The exclusion of three controversial candidates has offered hope of the country returning to normality.
After four years of endless meetings in Maputo, Pretoria, Gaborone and Addis Ababa and of commitments never adhered to and agreements reneged upon, mediators believe the crisis in Madagascar might soon be over.
This follows the decision by a special electoral court in Madagascar to bar the three main protagonists in the current crisis from participating in upcoming elections. Coup leader and interim president Andry Rajoelina, Lalao Ravalomanana the wife of ousted president Marc Ravalomanana, and former president Didier Ratsiraka have been disqualified on technical grounds from the October poll, something the international community believes will give a fresh start to a country mired in political disputes since the coup in March 2009.
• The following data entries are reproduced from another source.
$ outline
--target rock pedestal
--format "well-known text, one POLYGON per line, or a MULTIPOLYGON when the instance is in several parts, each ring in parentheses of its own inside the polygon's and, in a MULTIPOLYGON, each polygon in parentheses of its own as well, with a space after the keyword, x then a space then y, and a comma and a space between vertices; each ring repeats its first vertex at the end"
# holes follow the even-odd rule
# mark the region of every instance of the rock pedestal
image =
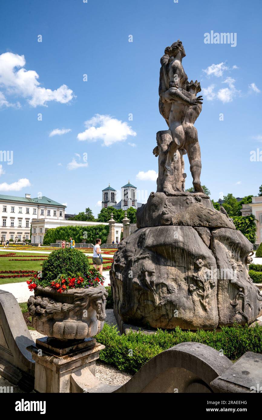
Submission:
POLYGON ((252 244, 203 193, 151 193, 110 272, 119 322, 213 329, 250 324, 262 295, 249 276, 252 244))
POLYGON ((70 392, 71 374, 80 375, 82 370, 88 368, 95 375, 95 361, 104 348, 95 339, 58 340, 56 344, 48 342, 46 337, 37 340, 35 346, 27 348, 35 362, 35 391, 70 392))

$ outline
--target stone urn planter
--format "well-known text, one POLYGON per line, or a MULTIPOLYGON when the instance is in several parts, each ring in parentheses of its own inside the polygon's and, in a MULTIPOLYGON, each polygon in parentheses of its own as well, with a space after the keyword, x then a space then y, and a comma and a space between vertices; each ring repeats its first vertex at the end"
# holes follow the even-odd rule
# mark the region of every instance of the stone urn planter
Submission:
POLYGON ((37 286, 28 310, 39 333, 60 340, 93 337, 102 329, 108 294, 104 287, 70 289, 62 293, 37 286))

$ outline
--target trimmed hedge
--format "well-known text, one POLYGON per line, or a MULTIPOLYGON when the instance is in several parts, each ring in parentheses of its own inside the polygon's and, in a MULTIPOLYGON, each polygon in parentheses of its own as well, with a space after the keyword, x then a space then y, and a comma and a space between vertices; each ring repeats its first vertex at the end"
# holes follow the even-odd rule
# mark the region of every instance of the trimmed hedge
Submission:
POLYGON ((222 327, 221 331, 183 331, 177 327, 168 332, 158 330, 156 334, 130 331, 119 335, 116 326, 106 323, 95 337, 106 348, 100 353, 100 360, 132 375, 150 359, 179 343, 194 341, 222 349, 225 356, 235 360, 246 352, 262 353, 262 327, 236 325, 222 327))
POLYGON ((45 234, 43 244, 54 244, 56 240, 69 241, 74 239, 76 244, 85 239, 87 244, 95 244, 97 238, 101 239, 102 244, 106 243, 109 227, 106 225, 95 226, 62 226, 48 229, 45 234))
POLYGON ((262 242, 256 251, 256 257, 262 257, 262 242))
POLYGON ((262 271, 262 264, 253 264, 252 262, 249 267, 249 270, 253 270, 254 271, 262 271))
POLYGON ((41 283, 44 286, 59 274, 84 274, 89 270, 87 257, 78 249, 59 248, 53 251, 43 262, 41 283))
POLYGON ((262 283, 262 272, 250 270, 249 274, 254 283, 262 283))

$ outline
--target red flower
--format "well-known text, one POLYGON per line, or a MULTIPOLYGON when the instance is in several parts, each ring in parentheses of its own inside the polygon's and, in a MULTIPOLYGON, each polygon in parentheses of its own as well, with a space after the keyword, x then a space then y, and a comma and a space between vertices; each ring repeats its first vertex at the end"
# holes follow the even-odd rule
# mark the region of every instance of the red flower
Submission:
POLYGON ((35 283, 32 283, 32 284, 29 285, 29 286, 28 286, 28 289, 29 289, 30 291, 32 291, 32 290, 33 290, 34 289, 35 289, 35 288, 37 287, 37 284, 36 284, 35 283))

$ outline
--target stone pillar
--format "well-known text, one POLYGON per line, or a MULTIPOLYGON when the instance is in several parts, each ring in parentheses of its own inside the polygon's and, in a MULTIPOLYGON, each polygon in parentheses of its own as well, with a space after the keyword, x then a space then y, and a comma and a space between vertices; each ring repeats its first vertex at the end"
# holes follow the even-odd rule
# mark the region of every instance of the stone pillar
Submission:
POLYGON ((123 223, 123 237, 127 238, 129 236, 129 224, 130 223, 130 219, 127 217, 127 213, 126 211, 124 212, 124 217, 122 220, 123 223))
POLYGON ((106 242, 108 244, 111 244, 115 240, 115 220, 113 218, 113 213, 111 213, 111 218, 109 220, 109 233, 108 234, 106 242))

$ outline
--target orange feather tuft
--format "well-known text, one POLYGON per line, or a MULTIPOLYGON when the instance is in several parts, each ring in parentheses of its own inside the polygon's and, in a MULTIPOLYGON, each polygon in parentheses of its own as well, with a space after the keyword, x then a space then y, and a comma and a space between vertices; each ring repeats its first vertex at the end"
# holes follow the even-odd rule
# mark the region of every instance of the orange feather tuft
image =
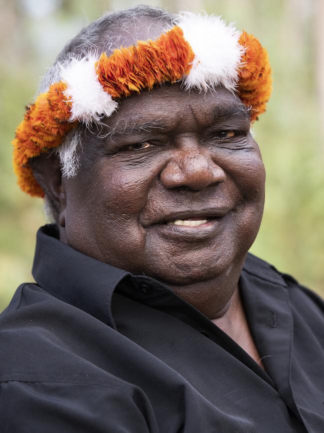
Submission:
POLYGON ((268 52, 252 34, 242 32, 239 43, 245 48, 239 72, 237 90, 240 98, 252 109, 251 121, 266 110, 272 90, 271 67, 268 52))

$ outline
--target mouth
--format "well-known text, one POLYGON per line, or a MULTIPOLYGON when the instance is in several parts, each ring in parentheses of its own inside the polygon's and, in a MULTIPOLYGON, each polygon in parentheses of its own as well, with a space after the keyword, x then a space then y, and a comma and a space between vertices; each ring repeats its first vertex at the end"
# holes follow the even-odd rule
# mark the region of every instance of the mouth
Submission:
POLYGON ((222 231, 231 211, 231 208, 226 207, 172 212, 160 217, 148 228, 169 240, 203 240, 222 231))
POLYGON ((181 219, 174 219, 166 221, 165 224, 167 226, 182 226, 188 227, 197 227, 198 226, 205 225, 212 220, 212 217, 189 217, 181 219))

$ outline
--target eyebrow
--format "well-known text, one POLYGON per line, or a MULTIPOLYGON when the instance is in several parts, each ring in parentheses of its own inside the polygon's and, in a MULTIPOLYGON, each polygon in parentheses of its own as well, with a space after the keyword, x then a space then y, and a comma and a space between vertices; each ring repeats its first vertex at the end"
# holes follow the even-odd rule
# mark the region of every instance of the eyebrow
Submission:
POLYGON ((134 132, 151 132, 152 129, 157 130, 157 132, 165 131, 168 126, 159 120, 151 120, 149 122, 118 122, 113 126, 105 125, 108 131, 101 137, 109 136, 111 138, 116 135, 124 135, 133 134, 134 132))
POLYGON ((223 118, 230 118, 232 116, 238 116, 244 119, 250 119, 251 111, 251 107, 247 107, 239 102, 232 103, 225 107, 218 105, 214 110, 213 121, 219 121, 223 118))
MULTIPOLYGON (((224 119, 228 119, 232 116, 237 116, 244 119, 249 119, 251 117, 251 107, 247 107, 242 103, 237 103, 228 104, 224 106, 217 105, 214 109, 214 115, 212 123, 219 122, 224 119)), ((112 139, 118 135, 127 135, 134 132, 152 132, 153 129, 156 130, 157 133, 167 131, 170 125, 162 122, 161 120, 151 120, 148 122, 135 121, 128 122, 119 120, 113 126, 105 125, 107 132, 99 135, 100 138, 104 138, 110 137, 112 139)))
This week the Southern African Development Community (SADC) mediator of the crisis, former Mozambican president Joaquim Chissano, told the Mail & Guardian that he believes an important milestone has been reached and the elections could provide an opportunity for Madagascar to emerge from the crisis.
"We hope that this time the consensus will stick and it will lead the nation to the elections," he said.
"The president of the transition, Mr Rajoelina, has declared that he was determined to be neutral and to ensure that there is peace and stability during the electoral process."
However, the role of the international community in the setting up of the special electoral court, which last week published a final list of 33 candidates for the elections on October 25, has been contested in some political circles in Madagascar.
In the end, Marc Ravalomanana, who still lives in exile in South Africa, could emerge as one of the biggest losers. When given a chance to provide a replacement candidate after agreeing with Rajoelina that neither of them would run, he nominated his wife, who has been campaigning in Madagascar for the past few weeks – reminiscent of an Imelda Marcos or a Cristina Kirschner stepping in to take her husband's place.
This tactical move by Ravalo-manana sparked anger in the Rajoelina camp. They perceived it as the young former disc jockey and mayor of Antananarivo, who was just 34 when he took power, reneging on his commitment not to run.
In May the electoral court validated the candidatures of Rajoelina, Lalao Ravalomanana and Ratsiraka, but the international community would have none of it, saying they wouldn't accept the outcome of such an "unconstitutional election".
A new special electoral court was then created to review the list of candidates. On August 17 it threw out Lalao Ravalomanana and Ratsiraka on the basis that they had not been in the country for six months before the election, as the Constitution stipulates.
Rajoelina was rejected because he presented his candidature after the deadline expired. Five other people on the list of candidates were rejected for failing to adhere to the Constitution.
On Wednesday the court also rejected a bid by Ravalomanana to nominate a substitute candidate, saying the deadline for substitutions had expired on August 21.
The supporters of the three failed candidates resent the apparent meddling by the international community. Harry Laurent Rahajason, the minister of communication, reacted by saying, "now the international community might as well appoint their own president", according to a report by Radio France International.
But Chissano says allowing the three candidates to run would have been contrary to the Constitution of Madagascar.
"Clearly the court had to be replaced by a [new electoral] court which would be more credible," he said. "So the people of Madagascar found a formula to be welcomed by everybody."
Critics also say the process was delayed by constant disagreement among the mediators in the international contact group for Madagascar, which includes representatives of SADC, the African Union, the International Francophone Organisation, the Indian Ocean Commission, the permanent members of the United Nations Security Council and Japan. This ultimately allowed Rajoelina to stay in power for four years.
The unusual move to include former presidents Ratsiraka and Albert Zafy in the talks about the crisis was due to some mediators wanting to impose a "global solution" to the Madagascar crisis.
But Chissano says the mediation dragged on because of the constant bickering among the parties.
"It was very difficult to get any consensus that stands. They all said they're acting in the supreme interest of the nation but in the end it was clear each one was trying to secure his own interests, political or economic or otherwise."
Through all of this, the country's economy has been brought to its knees. The former French colony relies heavily on international aid, which has been suspended due to the crisis.
Sanctions included Madagascar's exclusion from the United States's African Growth and Opportunity Act, which was a blow to exporters. Tourism figures have halved.
Meanwhile, Madagascar remains suspended from the African Union due to Rajoelina's unconstitutional power grab.
Chissano says it might take five years before institutions can be rebuilt and the rule of law restored.
Hundreds of people have been killed in the series of upheavals and, following a failed army mutiny early last year, the danger of a military coup persists. But Chissano believes this can be ruled out in the run-up to the vote.
"We talked with the military and we don't see any reason for a military coup up to the elections," he said. "We are appealing for people in Madagascar to remain calm and participate in the elections."